APAC clock highest ransom payout
Asia-Pacific also clocked the highest average ransomware payment of $2.35 million per attack, compared to $1.55 million in the US and $1.34 million in EMEA. The global average ransomware payout climbed 63% this year to $1.79 million, up from $1.1 million last year, according to the report, which noted that attackers demanded an average $6 million in ransom payment.
Worldwide, 96% of respondents that paid the initial ransom had to pay additional extortion fees of $792,493 on average. The report noted that 57% of companies that suffered a ransomware attack acknowledged they did not had a defence strategy in place to coordinate a response. This figure was 53% in Asia-Pacific.
Singapore respondents that chose to fork out a ransom demand paid the lowest average at $1.46 million in the region, compared to India at $2.92 million, Japan at $2.25 million, and Australia $1.53 million.
Some 93% of Singapore organisations that paid a ransom forked out additional extortion fees averaging $619,231 per attack, which again was the lowest in the region where their Indian counterparts paid an average of about $1.15 million in additional extortion fees per attack, while those in Japan paid $950,000, and Australia clocked at $785,345 per attack.
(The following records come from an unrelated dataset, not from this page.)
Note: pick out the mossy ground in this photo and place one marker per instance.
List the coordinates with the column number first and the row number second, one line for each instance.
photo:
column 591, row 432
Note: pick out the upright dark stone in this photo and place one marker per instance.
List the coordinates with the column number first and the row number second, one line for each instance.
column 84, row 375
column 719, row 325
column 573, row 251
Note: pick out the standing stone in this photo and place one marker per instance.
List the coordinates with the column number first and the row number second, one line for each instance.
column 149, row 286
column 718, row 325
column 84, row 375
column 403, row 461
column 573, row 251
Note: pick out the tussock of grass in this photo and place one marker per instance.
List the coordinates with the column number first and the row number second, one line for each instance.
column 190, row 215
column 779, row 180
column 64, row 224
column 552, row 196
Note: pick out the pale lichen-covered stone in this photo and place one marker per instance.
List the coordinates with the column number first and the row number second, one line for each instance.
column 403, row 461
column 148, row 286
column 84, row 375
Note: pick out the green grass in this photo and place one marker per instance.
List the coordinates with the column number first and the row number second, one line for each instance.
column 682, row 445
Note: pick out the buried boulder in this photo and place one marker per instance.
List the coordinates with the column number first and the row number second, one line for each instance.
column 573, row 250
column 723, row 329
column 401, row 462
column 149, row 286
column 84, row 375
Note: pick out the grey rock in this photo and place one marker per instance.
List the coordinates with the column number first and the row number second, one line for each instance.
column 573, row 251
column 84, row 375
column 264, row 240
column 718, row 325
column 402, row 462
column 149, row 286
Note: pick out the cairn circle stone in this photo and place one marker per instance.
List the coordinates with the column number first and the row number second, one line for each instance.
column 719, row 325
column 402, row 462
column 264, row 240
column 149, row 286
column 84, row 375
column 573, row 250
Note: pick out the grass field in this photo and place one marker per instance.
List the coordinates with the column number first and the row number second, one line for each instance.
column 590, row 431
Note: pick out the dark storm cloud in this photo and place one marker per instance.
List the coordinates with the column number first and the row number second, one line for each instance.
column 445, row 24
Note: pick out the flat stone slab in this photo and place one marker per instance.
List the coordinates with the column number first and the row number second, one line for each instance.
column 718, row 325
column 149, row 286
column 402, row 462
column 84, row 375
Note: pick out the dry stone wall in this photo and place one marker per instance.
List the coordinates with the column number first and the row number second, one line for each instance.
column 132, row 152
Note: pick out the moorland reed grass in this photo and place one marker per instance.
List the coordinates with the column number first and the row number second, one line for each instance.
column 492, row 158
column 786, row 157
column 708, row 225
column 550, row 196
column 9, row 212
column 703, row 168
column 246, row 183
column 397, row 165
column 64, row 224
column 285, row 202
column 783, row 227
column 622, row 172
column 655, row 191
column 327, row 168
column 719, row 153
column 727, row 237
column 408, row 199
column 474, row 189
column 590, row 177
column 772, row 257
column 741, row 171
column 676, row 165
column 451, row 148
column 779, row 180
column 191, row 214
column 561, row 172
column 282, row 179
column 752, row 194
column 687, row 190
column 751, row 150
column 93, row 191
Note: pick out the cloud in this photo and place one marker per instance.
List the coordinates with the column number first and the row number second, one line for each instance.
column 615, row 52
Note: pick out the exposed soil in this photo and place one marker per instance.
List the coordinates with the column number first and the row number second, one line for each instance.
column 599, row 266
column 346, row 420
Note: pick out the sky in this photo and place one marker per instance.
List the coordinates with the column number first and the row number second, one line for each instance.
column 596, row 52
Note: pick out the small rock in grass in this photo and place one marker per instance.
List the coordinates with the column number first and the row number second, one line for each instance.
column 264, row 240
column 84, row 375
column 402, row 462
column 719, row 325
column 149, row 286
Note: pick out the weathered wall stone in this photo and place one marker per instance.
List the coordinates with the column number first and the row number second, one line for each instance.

Singapore took 119 hours to detect a cybersecurity incident, quicker than the average 205 hours in Asia-Pacific, but required a longer 15 hours to investigate and triage, compared to the regional average of 14 hours.
Organisations in Singapore also took an average 30 hours to contain and remediate security incidents, almost double the Asia-Pacific average of 19 hours. Some 60% in the city-state cited remote work as the source of an intrusion, while 75% in Asia-Pacific and 69% worldwide said likewise.
Globally, organisations took an average 146 hours to detect a cybersecurity incident, up from 117 hours last year, and needed 11 hours to triage and understand an incident. They required 16 hours on average to contain and remediate a security incident.
Amidst the rise in frequency of security incidents, the report noted that 63% were "losing trust" in legacy software vendors including previously trusted providers such as Microsoft. In Asia-Pacific, this figure clocked at 66%.
CrowdStrike CTO Michael Sentonas said: "Adversaries continue to exploit organisations around the world and circumvent outdated technologies. Today's threat environment is costing businesses around the world millions of dollars and causing additional fallout. The evolving remote workplace is surely accentuating challenges for businesses as legacy software like Microsoft struggles to keep up in today's accelerated digital world.
"This presents a clear clarion call that businesses need to change the way they operate and evaluate more stringently the suppliers they work with," Sentonas said.